Bring a taste of the tropics to your next gathering with these mini key lime pie bites. Featuring a buttery graham cracker crust, creamy tangy key lime filling, and fluffy whipped cream topping, these individual key lime pies are the perfect bite-sized summer dessert.
Course Dessert
Cuisine American
Keyword bite sized party treats, individual key lime pies, mini key lime pie bites
Prep Time 15 minutes
Cook Time 17 minutes
Chilling Time 2 hours
Total Time 2 hours 32 minutes
Servings 12 mini pies
Calories 210kcal
Author C. Sophie

Equipment

  • 12-cup muffin tin
  • Paper liners
  • Mixing bowls
  • Whisk
  • Electric mixer

Ingredients

For the Graham Cracker Crust

  • 1 cup graham cracker crumbs
  • 3 tbsp granulated sugar
  • 4 tbsp unsalted butter melted

For the Key Lime Filling

  • 14 oz sweetened condensed milk 1 can
  • 3 large egg yolks
  • 0.5 cup key lime juice fresh or bottled
  • 1 tbsp lime zest

For the Whipped Cream Topping

  • 0.5 cup heavy whipping cream
  • 1 tbsp powdered sugar

Instructions

  • Preheat the oven to 350°F (175°C) and line a standard 12-cup muffin tin with paper liners.
  • In a medium bowl, combine the graham cracker crumbs, granulated sugar, and melted butter until the mixture resembles wet sand.
  • Spoon about 1 tablespoon of the crumb mixture into each muffin liner and press firmly into the bottom to create a compact crust.
  • Bake the crusts for 5 minutes, then remove from the oven and allow them to cool slightly.
  • In a separate bowl, whisk together the egg yolks, sweetened condensed milk, key lime juice, and lime zest until smooth and slightly thickened.
  • Evenly distribute the filling among the muffin cups, pouring it over the pre-baked crusts.
  • Bake for 10 to 12 minutes, or until the filling is just set and no longer jiggles.
  • Cool at room temperature for 30 minutes, then refrigerate for at least 2 hours until fully chilled.
  • Beat the heavy cream and powdered sugar until stiff peaks form.
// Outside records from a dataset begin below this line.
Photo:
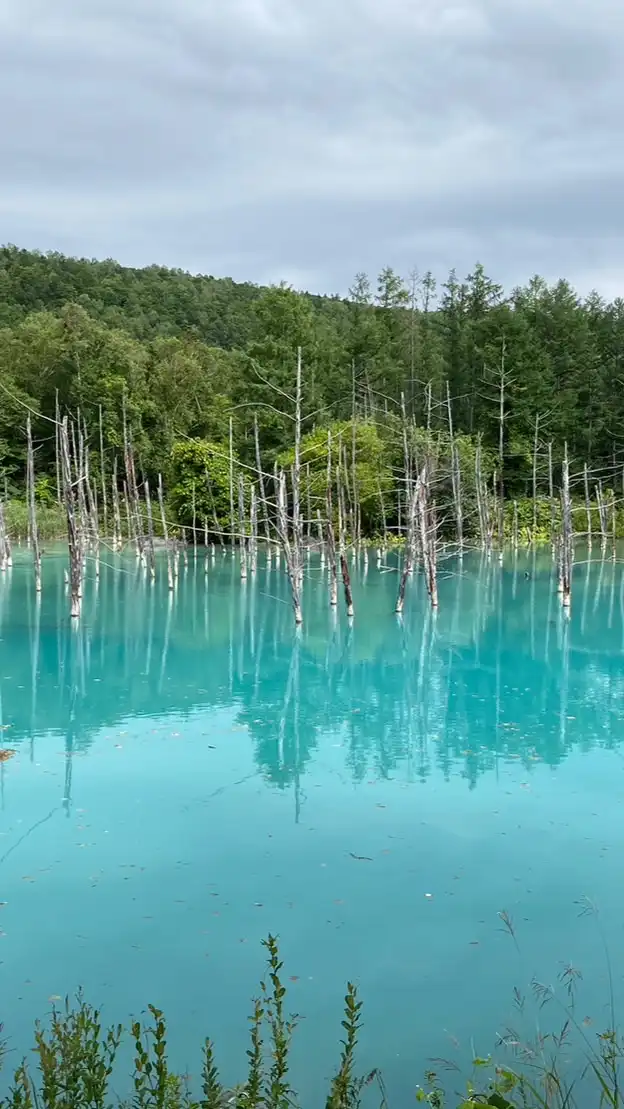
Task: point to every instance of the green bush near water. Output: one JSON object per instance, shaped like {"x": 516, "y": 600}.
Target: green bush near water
{"x": 75, "y": 1060}
{"x": 51, "y": 520}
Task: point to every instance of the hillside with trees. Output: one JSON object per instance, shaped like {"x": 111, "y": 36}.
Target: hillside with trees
{"x": 185, "y": 355}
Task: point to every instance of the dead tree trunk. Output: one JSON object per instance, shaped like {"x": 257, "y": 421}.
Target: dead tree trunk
{"x": 535, "y": 444}
{"x": 242, "y": 528}
{"x": 297, "y": 535}
{"x": 4, "y": 547}
{"x": 411, "y": 512}
{"x": 343, "y": 548}
{"x": 165, "y": 532}
{"x": 456, "y": 475}
{"x": 330, "y": 538}
{"x": 253, "y": 530}
{"x": 428, "y": 533}
{"x": 151, "y": 555}
{"x": 118, "y": 536}
{"x": 292, "y": 566}
{"x": 587, "y": 505}
{"x": 603, "y": 516}
{"x": 232, "y": 517}
{"x": 261, "y": 485}
{"x": 103, "y": 477}
{"x": 32, "y": 529}
{"x": 566, "y": 537}
{"x": 73, "y": 531}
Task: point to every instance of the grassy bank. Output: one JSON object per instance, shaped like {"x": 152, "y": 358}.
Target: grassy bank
{"x": 74, "y": 1064}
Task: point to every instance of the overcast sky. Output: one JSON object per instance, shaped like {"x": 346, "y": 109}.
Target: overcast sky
{"x": 307, "y": 140}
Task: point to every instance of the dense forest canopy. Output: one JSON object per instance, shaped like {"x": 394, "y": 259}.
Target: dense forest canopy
{"x": 185, "y": 354}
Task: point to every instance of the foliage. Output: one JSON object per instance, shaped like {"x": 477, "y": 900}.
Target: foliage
{"x": 350, "y": 441}
{"x": 51, "y": 520}
{"x": 183, "y": 355}
{"x": 77, "y": 1060}
{"x": 200, "y": 485}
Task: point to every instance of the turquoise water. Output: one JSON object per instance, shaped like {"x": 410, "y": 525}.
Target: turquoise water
{"x": 190, "y": 774}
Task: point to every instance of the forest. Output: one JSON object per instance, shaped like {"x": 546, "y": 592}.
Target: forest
{"x": 191, "y": 360}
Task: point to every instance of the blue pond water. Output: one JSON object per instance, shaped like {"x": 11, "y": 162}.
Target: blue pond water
{"x": 191, "y": 775}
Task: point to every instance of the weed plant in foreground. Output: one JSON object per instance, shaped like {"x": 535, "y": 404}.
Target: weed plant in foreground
{"x": 74, "y": 1061}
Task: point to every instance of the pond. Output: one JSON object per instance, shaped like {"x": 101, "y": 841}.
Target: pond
{"x": 191, "y": 774}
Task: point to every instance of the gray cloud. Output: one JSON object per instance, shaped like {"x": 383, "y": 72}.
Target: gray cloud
{"x": 309, "y": 139}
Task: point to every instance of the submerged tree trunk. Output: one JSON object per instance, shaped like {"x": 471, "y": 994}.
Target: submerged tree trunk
{"x": 32, "y": 529}
{"x": 566, "y": 537}
{"x": 73, "y": 531}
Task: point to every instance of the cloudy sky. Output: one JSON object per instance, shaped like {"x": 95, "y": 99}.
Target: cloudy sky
{"x": 307, "y": 140}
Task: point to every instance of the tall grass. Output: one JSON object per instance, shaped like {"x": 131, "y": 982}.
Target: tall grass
{"x": 75, "y": 1061}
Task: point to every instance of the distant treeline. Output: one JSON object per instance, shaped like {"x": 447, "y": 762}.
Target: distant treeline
{"x": 190, "y": 353}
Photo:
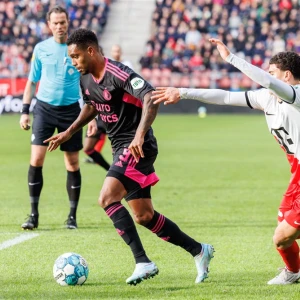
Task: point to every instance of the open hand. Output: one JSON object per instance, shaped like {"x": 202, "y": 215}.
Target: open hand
{"x": 136, "y": 148}
{"x": 57, "y": 140}
{"x": 223, "y": 50}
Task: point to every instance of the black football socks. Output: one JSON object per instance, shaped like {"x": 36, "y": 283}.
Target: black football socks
{"x": 73, "y": 188}
{"x": 125, "y": 227}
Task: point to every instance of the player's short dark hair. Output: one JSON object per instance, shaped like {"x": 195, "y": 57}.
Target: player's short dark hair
{"x": 83, "y": 38}
{"x": 57, "y": 9}
{"x": 287, "y": 61}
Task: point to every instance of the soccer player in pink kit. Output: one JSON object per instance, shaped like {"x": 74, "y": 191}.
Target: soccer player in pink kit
{"x": 121, "y": 98}
{"x": 280, "y": 101}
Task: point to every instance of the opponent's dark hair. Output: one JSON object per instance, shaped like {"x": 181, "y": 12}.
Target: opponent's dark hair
{"x": 287, "y": 61}
{"x": 83, "y": 38}
{"x": 57, "y": 9}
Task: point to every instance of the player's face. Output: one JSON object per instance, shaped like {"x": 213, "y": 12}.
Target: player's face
{"x": 81, "y": 59}
{"x": 277, "y": 73}
{"x": 58, "y": 25}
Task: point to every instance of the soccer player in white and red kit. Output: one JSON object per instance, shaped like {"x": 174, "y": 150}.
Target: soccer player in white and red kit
{"x": 280, "y": 101}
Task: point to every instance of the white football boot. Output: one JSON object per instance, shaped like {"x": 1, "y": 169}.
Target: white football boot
{"x": 202, "y": 261}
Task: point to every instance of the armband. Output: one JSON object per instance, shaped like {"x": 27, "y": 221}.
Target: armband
{"x": 25, "y": 109}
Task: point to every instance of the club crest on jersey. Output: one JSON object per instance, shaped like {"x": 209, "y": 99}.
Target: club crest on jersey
{"x": 106, "y": 95}
{"x": 137, "y": 83}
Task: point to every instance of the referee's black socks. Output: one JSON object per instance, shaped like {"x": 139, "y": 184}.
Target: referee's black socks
{"x": 170, "y": 232}
{"x": 35, "y": 185}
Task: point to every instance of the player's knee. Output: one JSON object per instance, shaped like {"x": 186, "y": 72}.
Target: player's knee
{"x": 281, "y": 242}
{"x": 143, "y": 218}
{"x": 105, "y": 199}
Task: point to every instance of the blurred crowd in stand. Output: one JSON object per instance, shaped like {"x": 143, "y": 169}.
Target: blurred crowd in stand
{"x": 23, "y": 24}
{"x": 178, "y": 52}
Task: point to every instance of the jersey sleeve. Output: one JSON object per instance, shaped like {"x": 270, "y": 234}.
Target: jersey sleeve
{"x": 281, "y": 89}
{"x": 85, "y": 98}
{"x": 136, "y": 85}
{"x": 36, "y": 66}
{"x": 259, "y": 99}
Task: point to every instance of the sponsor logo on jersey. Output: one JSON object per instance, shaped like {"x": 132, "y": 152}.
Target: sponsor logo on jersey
{"x": 71, "y": 71}
{"x": 137, "y": 83}
{"x": 106, "y": 95}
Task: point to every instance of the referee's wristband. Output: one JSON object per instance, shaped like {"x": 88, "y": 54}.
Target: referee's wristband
{"x": 25, "y": 109}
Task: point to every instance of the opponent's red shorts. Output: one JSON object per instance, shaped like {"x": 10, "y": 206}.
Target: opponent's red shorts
{"x": 289, "y": 208}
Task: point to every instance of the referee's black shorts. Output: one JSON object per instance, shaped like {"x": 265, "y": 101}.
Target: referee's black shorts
{"x": 137, "y": 177}
{"x": 47, "y": 118}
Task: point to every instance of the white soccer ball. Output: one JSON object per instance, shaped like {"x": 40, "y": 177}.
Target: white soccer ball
{"x": 70, "y": 269}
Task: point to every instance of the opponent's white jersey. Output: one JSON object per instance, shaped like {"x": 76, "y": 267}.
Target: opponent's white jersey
{"x": 283, "y": 121}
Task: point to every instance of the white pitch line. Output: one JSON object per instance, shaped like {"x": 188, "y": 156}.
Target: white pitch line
{"x": 17, "y": 240}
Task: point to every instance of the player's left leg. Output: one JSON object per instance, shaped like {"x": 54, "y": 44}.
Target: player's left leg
{"x": 89, "y": 149}
{"x": 145, "y": 215}
{"x": 285, "y": 241}
{"x": 73, "y": 186}
{"x": 111, "y": 195}
{"x": 71, "y": 148}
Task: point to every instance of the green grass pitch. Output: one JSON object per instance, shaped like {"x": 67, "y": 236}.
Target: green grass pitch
{"x": 222, "y": 179}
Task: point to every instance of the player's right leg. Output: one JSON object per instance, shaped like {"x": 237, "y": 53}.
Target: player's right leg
{"x": 284, "y": 239}
{"x": 42, "y": 128}
{"x": 111, "y": 195}
{"x": 89, "y": 149}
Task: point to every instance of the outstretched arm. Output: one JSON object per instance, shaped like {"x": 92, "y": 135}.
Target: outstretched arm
{"x": 87, "y": 114}
{"x": 281, "y": 89}
{"x": 170, "y": 95}
{"x": 149, "y": 113}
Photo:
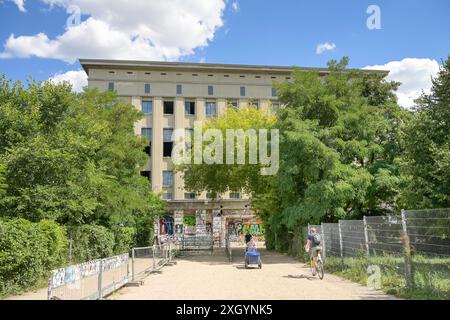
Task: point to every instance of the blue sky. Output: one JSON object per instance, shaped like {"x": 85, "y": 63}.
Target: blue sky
{"x": 413, "y": 38}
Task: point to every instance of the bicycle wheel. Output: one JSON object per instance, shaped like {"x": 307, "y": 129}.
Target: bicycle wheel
{"x": 319, "y": 268}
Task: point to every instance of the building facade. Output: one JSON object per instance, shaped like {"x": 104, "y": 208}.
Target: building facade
{"x": 173, "y": 96}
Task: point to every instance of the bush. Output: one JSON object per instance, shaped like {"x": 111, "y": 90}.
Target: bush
{"x": 124, "y": 239}
{"x": 27, "y": 252}
{"x": 91, "y": 242}
{"x": 56, "y": 244}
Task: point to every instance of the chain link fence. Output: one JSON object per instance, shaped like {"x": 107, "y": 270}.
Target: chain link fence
{"x": 90, "y": 280}
{"x": 96, "y": 279}
{"x": 410, "y": 250}
{"x": 146, "y": 260}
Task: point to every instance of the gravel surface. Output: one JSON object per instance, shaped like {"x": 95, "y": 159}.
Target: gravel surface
{"x": 213, "y": 277}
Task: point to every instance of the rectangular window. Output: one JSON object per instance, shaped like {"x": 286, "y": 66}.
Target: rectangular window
{"x": 255, "y": 103}
{"x": 147, "y": 132}
{"x": 189, "y": 196}
{"x": 167, "y": 142}
{"x": 211, "y": 109}
{"x": 242, "y": 92}
{"x": 147, "y": 174}
{"x": 167, "y": 179}
{"x": 189, "y": 137}
{"x": 168, "y": 107}
{"x": 235, "y": 195}
{"x": 274, "y": 92}
{"x": 167, "y": 196}
{"x": 189, "y": 107}
{"x": 147, "y": 107}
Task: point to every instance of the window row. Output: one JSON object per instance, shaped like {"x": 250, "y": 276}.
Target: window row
{"x": 189, "y": 107}
{"x": 179, "y": 89}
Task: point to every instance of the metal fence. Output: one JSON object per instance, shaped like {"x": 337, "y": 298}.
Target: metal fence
{"x": 415, "y": 241}
{"x": 90, "y": 280}
{"x": 197, "y": 243}
{"x": 96, "y": 279}
{"x": 150, "y": 259}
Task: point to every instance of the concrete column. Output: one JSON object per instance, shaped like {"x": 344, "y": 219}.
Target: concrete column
{"x": 178, "y": 185}
{"x": 157, "y": 145}
{"x": 221, "y": 106}
{"x": 200, "y": 109}
{"x": 264, "y": 106}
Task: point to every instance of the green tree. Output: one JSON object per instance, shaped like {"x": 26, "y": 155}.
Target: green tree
{"x": 427, "y": 156}
{"x": 73, "y": 158}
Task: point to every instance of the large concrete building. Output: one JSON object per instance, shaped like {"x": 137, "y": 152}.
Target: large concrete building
{"x": 173, "y": 96}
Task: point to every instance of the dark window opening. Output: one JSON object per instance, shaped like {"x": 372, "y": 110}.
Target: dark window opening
{"x": 147, "y": 174}
{"x": 189, "y": 107}
{"x": 168, "y": 107}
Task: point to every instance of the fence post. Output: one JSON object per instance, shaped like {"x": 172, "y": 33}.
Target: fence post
{"x": 49, "y": 288}
{"x": 340, "y": 245}
{"x": 100, "y": 281}
{"x": 324, "y": 251}
{"x": 132, "y": 264}
{"x": 154, "y": 261}
{"x": 366, "y": 236}
{"x": 407, "y": 253}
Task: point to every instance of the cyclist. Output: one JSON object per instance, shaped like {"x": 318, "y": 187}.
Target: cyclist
{"x": 313, "y": 246}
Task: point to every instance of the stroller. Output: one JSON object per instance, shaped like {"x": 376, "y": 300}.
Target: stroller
{"x": 252, "y": 257}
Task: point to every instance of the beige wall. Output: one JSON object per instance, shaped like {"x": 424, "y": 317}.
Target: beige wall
{"x": 130, "y": 87}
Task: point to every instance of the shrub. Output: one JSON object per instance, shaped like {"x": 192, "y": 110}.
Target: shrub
{"x": 124, "y": 239}
{"x": 25, "y": 253}
{"x": 91, "y": 242}
{"x": 56, "y": 244}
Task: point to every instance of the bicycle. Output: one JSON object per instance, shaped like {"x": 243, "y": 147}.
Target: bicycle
{"x": 316, "y": 264}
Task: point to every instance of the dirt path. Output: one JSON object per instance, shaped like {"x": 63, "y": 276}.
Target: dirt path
{"x": 213, "y": 277}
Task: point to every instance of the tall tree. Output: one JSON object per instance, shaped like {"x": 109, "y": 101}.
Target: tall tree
{"x": 427, "y": 157}
{"x": 73, "y": 158}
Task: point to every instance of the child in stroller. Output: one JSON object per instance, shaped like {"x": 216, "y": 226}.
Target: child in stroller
{"x": 252, "y": 256}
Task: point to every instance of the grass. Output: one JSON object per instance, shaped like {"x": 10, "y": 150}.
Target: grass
{"x": 431, "y": 275}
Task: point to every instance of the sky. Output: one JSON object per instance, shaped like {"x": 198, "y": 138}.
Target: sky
{"x": 43, "y": 39}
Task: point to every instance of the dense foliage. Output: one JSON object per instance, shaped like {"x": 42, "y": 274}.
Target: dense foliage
{"x": 71, "y": 159}
{"x": 27, "y": 251}
{"x": 346, "y": 150}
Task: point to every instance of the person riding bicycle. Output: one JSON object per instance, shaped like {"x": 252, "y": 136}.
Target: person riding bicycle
{"x": 313, "y": 245}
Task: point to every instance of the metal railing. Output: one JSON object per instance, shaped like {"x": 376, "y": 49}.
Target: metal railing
{"x": 150, "y": 259}
{"x": 415, "y": 241}
{"x": 90, "y": 280}
{"x": 197, "y": 243}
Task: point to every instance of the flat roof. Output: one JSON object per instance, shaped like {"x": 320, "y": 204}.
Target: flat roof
{"x": 192, "y": 66}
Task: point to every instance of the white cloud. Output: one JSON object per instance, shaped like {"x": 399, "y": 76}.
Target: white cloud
{"x": 78, "y": 79}
{"x": 235, "y": 6}
{"x": 115, "y": 29}
{"x": 414, "y": 74}
{"x": 322, "y": 47}
{"x": 20, "y": 5}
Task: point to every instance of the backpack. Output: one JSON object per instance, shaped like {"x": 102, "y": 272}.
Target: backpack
{"x": 317, "y": 239}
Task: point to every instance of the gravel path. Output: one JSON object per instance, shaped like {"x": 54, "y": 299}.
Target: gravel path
{"x": 213, "y": 277}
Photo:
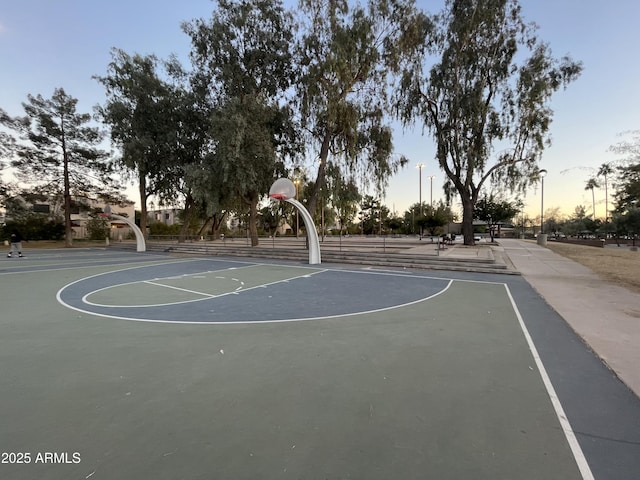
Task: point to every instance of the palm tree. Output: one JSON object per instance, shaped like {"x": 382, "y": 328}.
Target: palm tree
{"x": 591, "y": 184}
{"x": 605, "y": 170}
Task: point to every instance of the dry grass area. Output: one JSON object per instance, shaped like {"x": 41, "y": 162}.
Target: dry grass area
{"x": 620, "y": 266}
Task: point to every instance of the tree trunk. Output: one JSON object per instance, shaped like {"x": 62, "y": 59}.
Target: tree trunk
{"x": 320, "y": 178}
{"x": 189, "y": 205}
{"x": 467, "y": 219}
{"x": 218, "y": 222}
{"x": 142, "y": 188}
{"x": 253, "y": 221}
{"x": 68, "y": 230}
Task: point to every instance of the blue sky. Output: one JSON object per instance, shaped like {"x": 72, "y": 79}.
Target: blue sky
{"x": 46, "y": 44}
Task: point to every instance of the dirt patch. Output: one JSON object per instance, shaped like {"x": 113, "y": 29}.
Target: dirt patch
{"x": 620, "y": 265}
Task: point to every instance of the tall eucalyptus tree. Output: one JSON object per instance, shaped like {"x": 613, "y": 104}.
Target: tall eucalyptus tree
{"x": 242, "y": 68}
{"x": 486, "y": 99}
{"x": 347, "y": 55}
{"x": 57, "y": 151}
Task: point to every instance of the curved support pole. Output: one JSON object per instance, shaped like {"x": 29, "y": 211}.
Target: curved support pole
{"x": 312, "y": 233}
{"x": 140, "y": 244}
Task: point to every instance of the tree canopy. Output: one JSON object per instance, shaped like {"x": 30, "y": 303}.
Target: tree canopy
{"x": 346, "y": 55}
{"x": 486, "y": 99}
{"x": 242, "y": 68}
{"x": 56, "y": 150}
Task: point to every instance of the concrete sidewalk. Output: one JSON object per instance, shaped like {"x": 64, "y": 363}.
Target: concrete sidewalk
{"x": 606, "y": 316}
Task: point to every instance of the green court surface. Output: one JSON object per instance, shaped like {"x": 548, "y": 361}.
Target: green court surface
{"x": 446, "y": 387}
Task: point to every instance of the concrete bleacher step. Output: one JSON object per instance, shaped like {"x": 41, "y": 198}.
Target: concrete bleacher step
{"x": 378, "y": 259}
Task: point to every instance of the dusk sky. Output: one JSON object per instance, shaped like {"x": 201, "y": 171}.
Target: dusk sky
{"x": 47, "y": 44}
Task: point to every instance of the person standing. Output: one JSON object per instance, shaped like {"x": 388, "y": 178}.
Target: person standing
{"x": 15, "y": 241}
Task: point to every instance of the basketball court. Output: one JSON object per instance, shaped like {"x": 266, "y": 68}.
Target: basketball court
{"x": 152, "y": 366}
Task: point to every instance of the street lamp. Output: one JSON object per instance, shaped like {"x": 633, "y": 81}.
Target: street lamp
{"x": 431, "y": 177}
{"x": 420, "y": 166}
{"x": 297, "y": 214}
{"x": 541, "y": 174}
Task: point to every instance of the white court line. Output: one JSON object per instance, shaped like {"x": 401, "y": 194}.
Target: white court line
{"x": 207, "y": 295}
{"x": 307, "y": 275}
{"x": 569, "y": 434}
{"x": 178, "y": 288}
{"x": 100, "y": 265}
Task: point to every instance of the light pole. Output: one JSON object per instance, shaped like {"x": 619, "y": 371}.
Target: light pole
{"x": 542, "y": 174}
{"x": 420, "y": 166}
{"x": 431, "y": 177}
{"x": 297, "y": 214}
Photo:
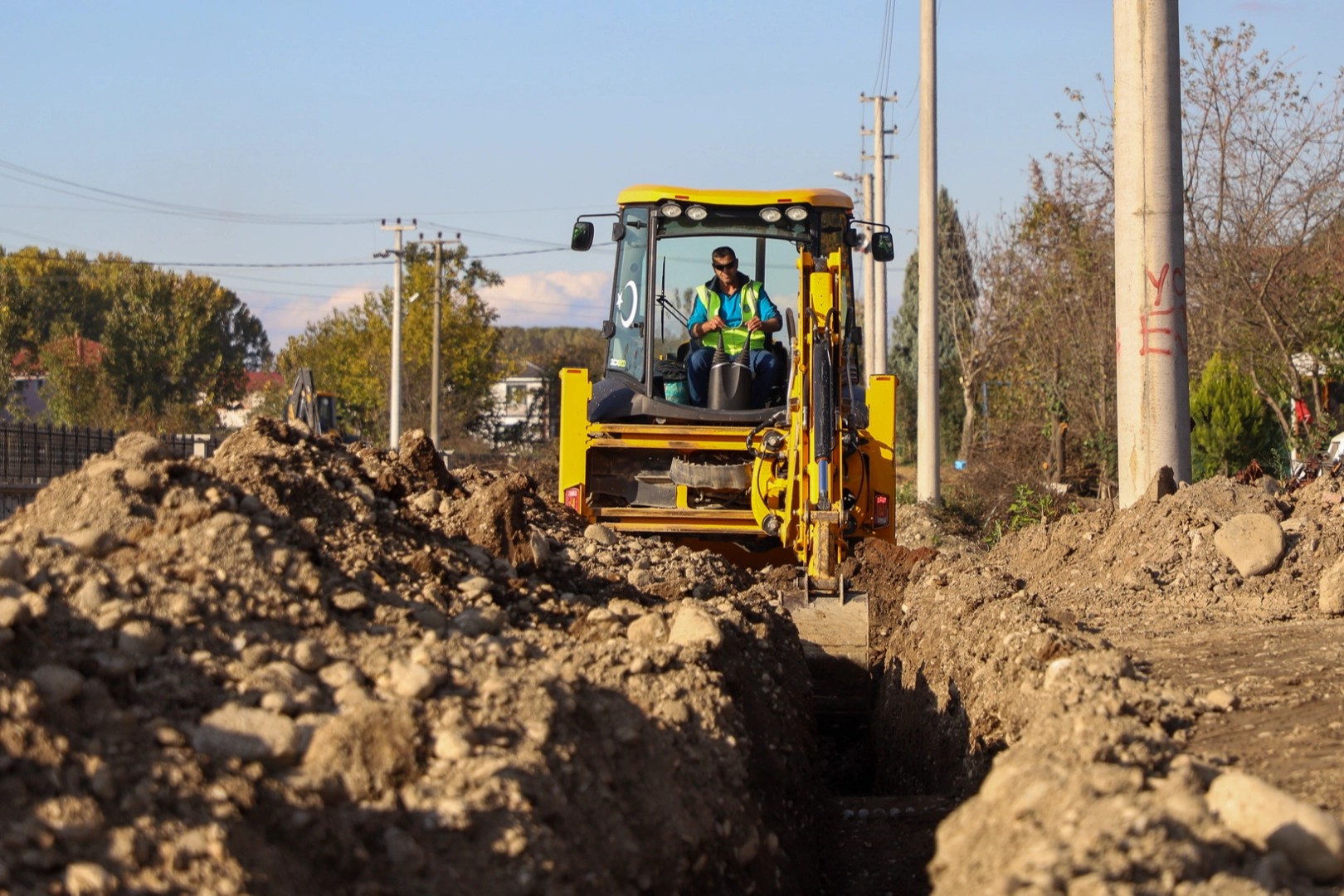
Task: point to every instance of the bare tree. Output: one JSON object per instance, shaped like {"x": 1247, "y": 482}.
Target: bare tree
{"x": 1264, "y": 182}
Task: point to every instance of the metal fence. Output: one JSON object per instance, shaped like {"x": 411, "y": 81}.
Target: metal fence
{"x": 32, "y": 455}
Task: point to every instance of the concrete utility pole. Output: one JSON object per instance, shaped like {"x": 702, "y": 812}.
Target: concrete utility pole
{"x": 1152, "y": 349}
{"x": 929, "y": 451}
{"x": 438, "y": 316}
{"x": 880, "y": 321}
{"x": 869, "y": 270}
{"x": 394, "y": 425}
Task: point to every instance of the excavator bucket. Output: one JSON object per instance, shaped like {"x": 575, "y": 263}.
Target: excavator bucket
{"x": 834, "y": 629}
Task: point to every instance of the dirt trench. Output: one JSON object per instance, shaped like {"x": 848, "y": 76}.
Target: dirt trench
{"x": 303, "y": 668}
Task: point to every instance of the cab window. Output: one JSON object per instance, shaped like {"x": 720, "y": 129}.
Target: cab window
{"x": 626, "y": 348}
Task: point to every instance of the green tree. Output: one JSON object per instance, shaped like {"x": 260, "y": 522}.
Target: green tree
{"x": 350, "y": 353}
{"x": 1231, "y": 425}
{"x": 173, "y": 345}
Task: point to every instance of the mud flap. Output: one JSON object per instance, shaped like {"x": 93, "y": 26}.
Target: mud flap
{"x": 834, "y": 631}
Pipe or spoon a dollop onto each chilled pie.
  • Garnish with a small lime slice or extra lime zest and serve cold.

Notes

For the most authentic flavor, use real key lime juice whenever possible. These mini pies can be prepared up to 3 days in advance and stored in the refrigerator. They also freeze well for up to 2 months without the whipped cream topping.